As for Canadian Lawyer

Policy was valid at inception, and risks insured did not change, says B.C. court


The Supreme Court of British Columbia has said that a change in a property’s occupants will not necessarily amount to a change in occupancy, when considering the issue of whether there has been a material change in risk.

In Dubroy v Canadian Northern Shield Insurance Co., 2021 BCSC 352, a habitational insurance policy executed in May 2016 covered the family home owned by the plaintiff, with provisions stating that the plaintiff was the insured party and that her brother was the co-insured party. The plaintiff’s brother resided in the home, but the plaintiff did not.

Months later, the plaintiff’s son and daughter-in-law moved into the home, and soon after that, the plaintiff’s brother moved out. The plaintiff received policy renewal documents and made a note to inform the insurance broker that her brother was no longer residing in the home, but ended up not doing so. In the succeeding years, the children of the plaintiff’s son, as well as a roomer, started living there. In early January 2019, the plaintiff asked the roomer to leave so that she could move her mother into the family home, or in the alternative, asked for the roomer’s rental to be paid to her. However, a fire on Jan. 20, 2019 destroyed the home. When the plaintiff sought insurance proceeds, the defendant voided the insurance policy on the ground that the plaintiff did not provide an update about material changes in risk arising after the policy’s issuance, pursuant to statutory condition 4 of the Insurance Act, R.S.B.C. 2012, c. 1, s. 29.
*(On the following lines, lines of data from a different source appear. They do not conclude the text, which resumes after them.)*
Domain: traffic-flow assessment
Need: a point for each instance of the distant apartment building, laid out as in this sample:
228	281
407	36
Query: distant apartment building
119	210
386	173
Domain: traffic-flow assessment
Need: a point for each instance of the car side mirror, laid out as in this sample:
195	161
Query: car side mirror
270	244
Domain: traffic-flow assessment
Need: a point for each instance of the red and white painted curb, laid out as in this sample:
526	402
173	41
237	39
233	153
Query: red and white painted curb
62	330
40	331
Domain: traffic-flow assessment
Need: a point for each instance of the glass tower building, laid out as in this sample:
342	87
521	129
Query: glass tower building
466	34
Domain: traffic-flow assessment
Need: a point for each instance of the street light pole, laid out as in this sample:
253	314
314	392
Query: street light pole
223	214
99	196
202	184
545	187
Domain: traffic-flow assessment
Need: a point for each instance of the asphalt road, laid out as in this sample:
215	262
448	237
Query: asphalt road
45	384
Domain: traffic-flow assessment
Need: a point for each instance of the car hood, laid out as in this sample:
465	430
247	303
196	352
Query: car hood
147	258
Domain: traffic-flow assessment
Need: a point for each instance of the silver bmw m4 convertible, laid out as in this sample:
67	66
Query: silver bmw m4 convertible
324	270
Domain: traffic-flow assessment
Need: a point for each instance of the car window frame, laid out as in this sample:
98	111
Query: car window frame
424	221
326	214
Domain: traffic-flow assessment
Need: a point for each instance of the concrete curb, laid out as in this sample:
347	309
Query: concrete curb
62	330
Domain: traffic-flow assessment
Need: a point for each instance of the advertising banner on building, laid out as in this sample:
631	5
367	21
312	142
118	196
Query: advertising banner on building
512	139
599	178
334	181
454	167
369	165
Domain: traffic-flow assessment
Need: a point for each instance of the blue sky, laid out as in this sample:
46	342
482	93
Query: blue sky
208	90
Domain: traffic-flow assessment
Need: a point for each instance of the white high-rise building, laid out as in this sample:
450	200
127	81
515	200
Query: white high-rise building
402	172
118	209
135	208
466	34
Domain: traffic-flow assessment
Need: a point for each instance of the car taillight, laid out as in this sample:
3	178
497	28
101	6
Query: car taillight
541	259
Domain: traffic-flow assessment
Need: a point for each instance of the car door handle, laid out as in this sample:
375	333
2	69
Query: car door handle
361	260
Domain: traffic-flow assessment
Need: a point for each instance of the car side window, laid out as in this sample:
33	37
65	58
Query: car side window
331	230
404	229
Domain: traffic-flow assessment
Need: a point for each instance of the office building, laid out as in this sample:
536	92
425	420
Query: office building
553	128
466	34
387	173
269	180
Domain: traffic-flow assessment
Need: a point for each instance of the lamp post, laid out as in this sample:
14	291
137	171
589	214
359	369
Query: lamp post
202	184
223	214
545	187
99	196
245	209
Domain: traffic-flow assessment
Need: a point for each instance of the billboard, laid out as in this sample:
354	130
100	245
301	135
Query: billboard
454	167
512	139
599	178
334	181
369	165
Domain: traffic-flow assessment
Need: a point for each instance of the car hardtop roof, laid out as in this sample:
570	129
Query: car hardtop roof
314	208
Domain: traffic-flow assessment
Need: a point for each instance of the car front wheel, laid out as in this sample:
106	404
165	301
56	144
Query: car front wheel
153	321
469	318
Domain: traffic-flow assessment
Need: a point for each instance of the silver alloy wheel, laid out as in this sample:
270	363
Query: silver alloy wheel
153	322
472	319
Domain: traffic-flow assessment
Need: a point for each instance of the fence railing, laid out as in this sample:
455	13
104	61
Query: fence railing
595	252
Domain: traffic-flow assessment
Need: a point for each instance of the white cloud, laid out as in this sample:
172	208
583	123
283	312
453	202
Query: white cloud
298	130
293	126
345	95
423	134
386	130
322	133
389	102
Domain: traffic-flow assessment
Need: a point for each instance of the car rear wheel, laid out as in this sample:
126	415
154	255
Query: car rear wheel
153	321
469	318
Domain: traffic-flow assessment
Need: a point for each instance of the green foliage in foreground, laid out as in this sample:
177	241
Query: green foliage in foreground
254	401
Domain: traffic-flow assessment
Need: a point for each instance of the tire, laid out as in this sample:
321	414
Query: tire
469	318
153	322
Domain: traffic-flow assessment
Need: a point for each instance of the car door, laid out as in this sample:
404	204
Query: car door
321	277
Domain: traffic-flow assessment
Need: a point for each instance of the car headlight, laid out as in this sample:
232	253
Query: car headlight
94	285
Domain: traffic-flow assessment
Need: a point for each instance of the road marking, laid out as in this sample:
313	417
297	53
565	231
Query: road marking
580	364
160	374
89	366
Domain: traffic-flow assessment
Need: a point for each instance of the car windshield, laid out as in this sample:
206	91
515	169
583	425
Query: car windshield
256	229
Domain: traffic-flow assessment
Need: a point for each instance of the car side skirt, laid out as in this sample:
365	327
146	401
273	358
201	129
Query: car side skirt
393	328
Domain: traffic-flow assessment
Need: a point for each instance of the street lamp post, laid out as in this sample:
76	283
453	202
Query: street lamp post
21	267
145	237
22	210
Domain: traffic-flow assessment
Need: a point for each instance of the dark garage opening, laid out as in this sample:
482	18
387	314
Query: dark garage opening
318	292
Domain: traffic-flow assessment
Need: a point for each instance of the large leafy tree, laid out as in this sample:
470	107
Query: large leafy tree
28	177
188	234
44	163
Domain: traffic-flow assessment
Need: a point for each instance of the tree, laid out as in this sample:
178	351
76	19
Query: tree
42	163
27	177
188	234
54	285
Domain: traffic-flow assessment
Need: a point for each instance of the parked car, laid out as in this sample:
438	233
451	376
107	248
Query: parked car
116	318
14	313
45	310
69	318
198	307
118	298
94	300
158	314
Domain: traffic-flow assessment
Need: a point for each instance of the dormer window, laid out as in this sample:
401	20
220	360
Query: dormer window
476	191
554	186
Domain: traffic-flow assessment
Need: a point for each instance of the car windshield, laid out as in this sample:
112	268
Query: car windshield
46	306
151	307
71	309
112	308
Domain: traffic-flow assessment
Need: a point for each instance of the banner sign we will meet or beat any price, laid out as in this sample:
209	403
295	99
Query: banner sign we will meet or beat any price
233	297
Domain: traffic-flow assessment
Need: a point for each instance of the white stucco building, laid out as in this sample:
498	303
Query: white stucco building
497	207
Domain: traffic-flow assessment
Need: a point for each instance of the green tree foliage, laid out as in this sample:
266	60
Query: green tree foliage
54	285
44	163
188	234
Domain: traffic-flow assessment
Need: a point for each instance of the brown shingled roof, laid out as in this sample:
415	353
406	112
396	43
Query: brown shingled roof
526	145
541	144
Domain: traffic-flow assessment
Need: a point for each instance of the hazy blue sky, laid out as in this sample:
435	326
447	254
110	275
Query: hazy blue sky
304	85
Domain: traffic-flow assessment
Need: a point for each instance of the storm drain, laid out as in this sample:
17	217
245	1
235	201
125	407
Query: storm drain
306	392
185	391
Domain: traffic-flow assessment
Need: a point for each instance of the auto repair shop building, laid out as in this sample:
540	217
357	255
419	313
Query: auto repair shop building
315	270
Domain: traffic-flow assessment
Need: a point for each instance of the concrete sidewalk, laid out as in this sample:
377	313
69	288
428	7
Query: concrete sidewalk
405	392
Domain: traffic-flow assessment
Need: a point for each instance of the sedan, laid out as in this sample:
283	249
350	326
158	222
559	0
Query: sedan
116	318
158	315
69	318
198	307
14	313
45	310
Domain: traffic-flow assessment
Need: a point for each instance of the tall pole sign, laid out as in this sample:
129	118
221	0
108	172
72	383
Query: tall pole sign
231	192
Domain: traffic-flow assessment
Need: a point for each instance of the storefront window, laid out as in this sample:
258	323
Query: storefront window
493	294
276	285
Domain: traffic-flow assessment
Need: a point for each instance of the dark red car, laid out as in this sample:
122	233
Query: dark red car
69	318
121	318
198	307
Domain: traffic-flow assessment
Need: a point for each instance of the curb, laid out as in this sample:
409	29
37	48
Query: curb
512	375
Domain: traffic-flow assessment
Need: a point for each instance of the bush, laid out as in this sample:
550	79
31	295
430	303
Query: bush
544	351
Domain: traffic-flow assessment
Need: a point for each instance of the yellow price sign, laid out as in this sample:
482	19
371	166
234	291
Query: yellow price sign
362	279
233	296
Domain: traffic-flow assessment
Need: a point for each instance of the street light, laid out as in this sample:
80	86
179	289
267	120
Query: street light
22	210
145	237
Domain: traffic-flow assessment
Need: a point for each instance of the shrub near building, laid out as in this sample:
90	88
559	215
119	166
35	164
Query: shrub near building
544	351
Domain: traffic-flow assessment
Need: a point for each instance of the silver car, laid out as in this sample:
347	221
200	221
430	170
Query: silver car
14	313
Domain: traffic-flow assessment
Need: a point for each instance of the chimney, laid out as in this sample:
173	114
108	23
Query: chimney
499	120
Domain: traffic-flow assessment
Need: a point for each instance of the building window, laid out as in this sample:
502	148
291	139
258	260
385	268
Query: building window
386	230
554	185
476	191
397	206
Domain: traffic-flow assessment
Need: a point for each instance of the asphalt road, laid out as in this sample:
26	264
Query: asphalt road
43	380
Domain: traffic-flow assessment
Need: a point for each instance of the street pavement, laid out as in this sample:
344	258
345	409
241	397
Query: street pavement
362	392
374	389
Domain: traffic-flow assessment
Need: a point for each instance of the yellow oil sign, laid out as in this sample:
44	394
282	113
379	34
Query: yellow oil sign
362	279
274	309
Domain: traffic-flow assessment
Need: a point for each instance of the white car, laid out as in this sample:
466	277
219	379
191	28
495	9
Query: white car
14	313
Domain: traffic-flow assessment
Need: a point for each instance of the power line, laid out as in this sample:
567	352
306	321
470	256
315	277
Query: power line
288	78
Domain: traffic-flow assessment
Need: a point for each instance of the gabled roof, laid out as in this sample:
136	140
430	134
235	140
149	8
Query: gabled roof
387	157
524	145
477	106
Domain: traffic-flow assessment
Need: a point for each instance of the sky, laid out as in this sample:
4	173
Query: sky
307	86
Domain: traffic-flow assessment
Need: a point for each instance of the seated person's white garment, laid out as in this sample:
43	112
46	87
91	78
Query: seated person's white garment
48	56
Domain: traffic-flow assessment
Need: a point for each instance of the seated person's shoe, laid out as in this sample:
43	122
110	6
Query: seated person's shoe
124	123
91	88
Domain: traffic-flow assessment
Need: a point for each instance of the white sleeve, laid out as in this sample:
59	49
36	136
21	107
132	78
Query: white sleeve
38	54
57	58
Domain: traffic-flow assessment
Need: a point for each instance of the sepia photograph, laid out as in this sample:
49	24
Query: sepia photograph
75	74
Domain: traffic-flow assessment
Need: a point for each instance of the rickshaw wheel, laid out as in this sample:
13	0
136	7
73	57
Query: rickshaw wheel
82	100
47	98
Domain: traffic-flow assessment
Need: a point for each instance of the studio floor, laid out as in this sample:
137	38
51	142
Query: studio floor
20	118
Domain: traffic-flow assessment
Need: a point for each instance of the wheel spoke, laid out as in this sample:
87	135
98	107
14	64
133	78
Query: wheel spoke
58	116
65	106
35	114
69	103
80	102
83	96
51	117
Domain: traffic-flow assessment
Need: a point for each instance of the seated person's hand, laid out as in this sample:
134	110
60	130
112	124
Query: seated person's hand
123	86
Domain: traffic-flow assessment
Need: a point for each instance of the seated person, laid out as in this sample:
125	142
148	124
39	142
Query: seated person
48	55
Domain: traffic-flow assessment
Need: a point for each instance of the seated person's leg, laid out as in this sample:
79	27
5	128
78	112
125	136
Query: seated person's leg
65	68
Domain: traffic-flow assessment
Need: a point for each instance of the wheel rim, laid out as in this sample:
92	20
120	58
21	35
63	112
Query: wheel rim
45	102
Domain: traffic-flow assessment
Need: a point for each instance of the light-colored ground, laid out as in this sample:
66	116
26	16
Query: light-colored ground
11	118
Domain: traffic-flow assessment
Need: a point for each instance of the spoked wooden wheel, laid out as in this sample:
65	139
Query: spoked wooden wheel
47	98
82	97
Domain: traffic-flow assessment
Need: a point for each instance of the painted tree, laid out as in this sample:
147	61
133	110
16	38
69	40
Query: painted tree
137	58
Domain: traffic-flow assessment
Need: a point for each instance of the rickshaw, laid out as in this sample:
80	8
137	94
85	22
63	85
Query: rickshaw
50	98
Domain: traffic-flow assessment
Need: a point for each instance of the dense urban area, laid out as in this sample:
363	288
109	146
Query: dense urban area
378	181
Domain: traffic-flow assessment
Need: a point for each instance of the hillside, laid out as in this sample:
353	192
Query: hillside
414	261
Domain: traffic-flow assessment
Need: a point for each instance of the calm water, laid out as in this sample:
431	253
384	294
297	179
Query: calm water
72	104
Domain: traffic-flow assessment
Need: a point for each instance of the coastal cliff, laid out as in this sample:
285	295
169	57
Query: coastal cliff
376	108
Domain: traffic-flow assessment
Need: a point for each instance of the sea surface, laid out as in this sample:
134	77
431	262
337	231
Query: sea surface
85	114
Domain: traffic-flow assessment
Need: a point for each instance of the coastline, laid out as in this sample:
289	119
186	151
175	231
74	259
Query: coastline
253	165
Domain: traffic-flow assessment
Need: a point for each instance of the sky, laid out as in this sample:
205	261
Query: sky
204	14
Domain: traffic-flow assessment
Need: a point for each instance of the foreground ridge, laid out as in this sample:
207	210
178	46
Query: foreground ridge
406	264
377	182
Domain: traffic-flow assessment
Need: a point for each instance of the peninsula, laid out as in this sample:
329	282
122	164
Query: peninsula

The B.C. Supreme Court ruled in favour of the plaintiff, granting her the agreed indemnity of $452,428, plus prejudgment interest. The court found that no material change in risk occurred from the date of the policy’s inception until the date of the loss, so the defendant shouldn’t have voided the policy.

The court said that, even though the defendant would not have issued the policy if it had known all the facts, the policy was still validly issued on the basis that the plaintiff’s brother was living in the home as a co-insured resident, not as an owner. Regardless of a misunderstanding between the parties as to whether the plaintiff principally resided in the home, the defendant had withdrawn its allegations of material misrepresentations or fraudulent omissions, the court noted.

Regarding the risk at the date of loss, the court said that, as of that date, the home was a private dwelling whose primary residents were family members of the plaintiff as the exclusive owner. Thus, the court determined that, while there were changes in the home’s occupants, there was no change in occupancy, considering that the primary residents were still family members of the exclusive owner. The policy was valid at inception, and the risks insured did not change, the court said.

The court then considered whether, if its finding on the issue of material change in risk turned out to be incorrect, the plaintiff would be entitled to relief from forfeiture under s. 32 of the Insurance Act. The court said yes, the plaintiff could receive this relief in such a case because she acted reasonably, if imperfectly.